# Those family dogs



## bubblesaurus (Nov 13, 2014)

The rag-tag group that belongs to my family.

My boxer girl, Pita


----------



## Aqua Aurora (Oct 4, 2013)

who's that she looks to be scowling at hogging the chair?


----------



## Strawberry12 (Mar 6, 2015)

eeee puppies!


----------



## rubbie5837 (Dec 22, 2014)

OMG! BOXERS!!!! I want to just hug you and squeeze you and never let that cutie boxer mug go!!!!!


----------



## bubblesaurus (Nov 13, 2014)

Haha! That's Mimi, our 14 year-old lab/Shar-pei mix. Pita (boxer) is actually fast asleep. When there isn't enough room on the couch or chair for her, she just climbs on top of Mimi and falls asleep, like in these photos.

at rubbie5837, I LOVE her so much! She is honestly one of the dumbest dogs I have ever met, continues to amaze me, but she is so sweet and loving.


----------



## Polkadot (Feb 10, 2013)

Aww they are gorgeous! I love that first pic (SO sweet) and the third one is classic,lol.


----------



## bubblesaurus (Nov 13, 2014)

It's too funny.
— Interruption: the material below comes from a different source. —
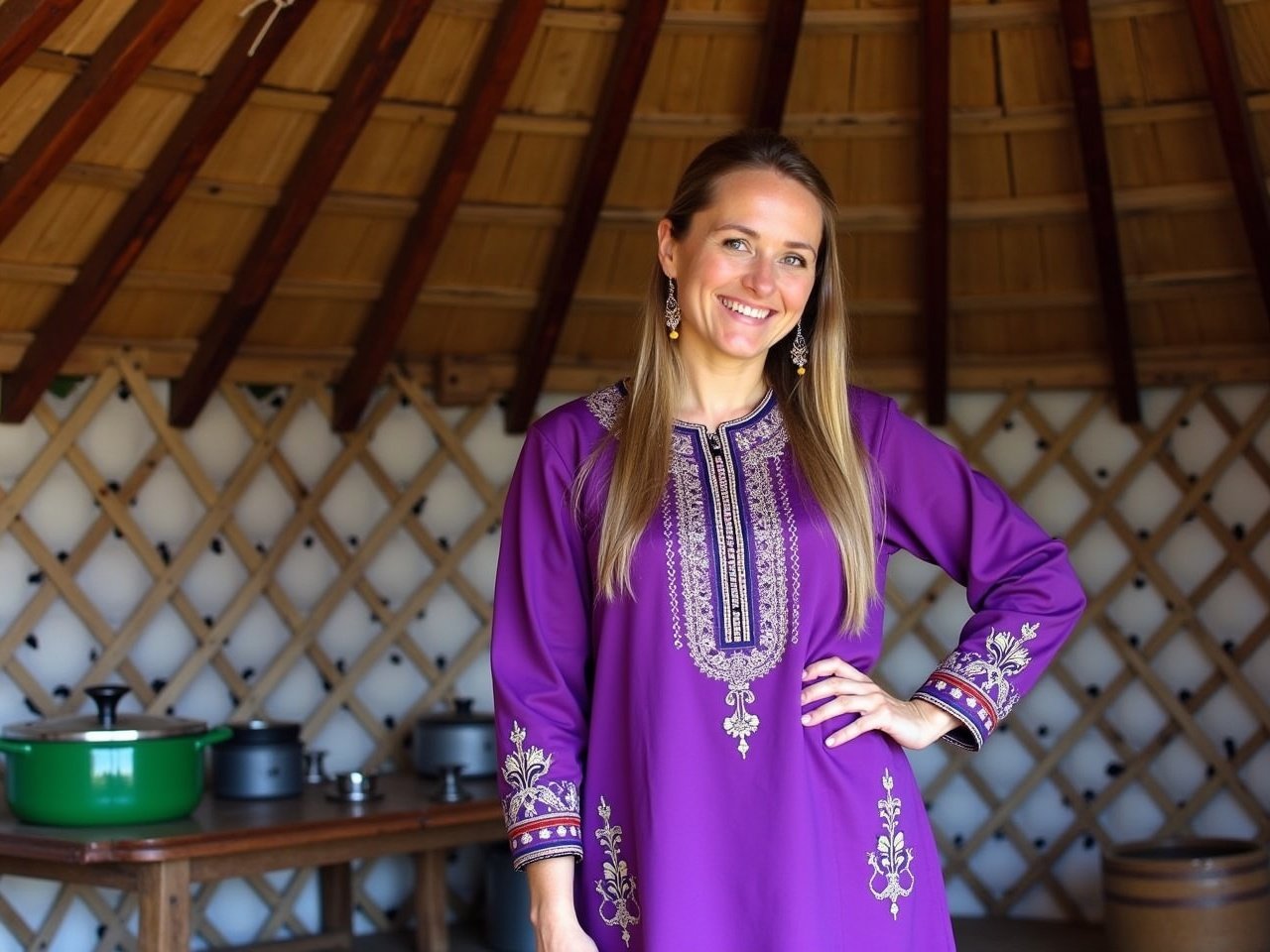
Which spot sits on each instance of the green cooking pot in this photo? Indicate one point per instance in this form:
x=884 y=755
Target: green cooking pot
x=105 y=769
Pita really is a funny dog, but a real pain some times. She always finds a way to make herself to fit. 

I love that we have photos of when we first rescued the boxer at 2 and Mimi photos of her now still doing the same thing and Mimi still tolerating it. Just funny how some things never change with dogs, they age, but the same habits persist.

Most recent one. March or May I think.








Four years ago.








Last year.


----------



## Polkadot (Feb 10, 2013)

Squeee!!!!!!!!!!!!!! <3 she is ADORABLE!


----------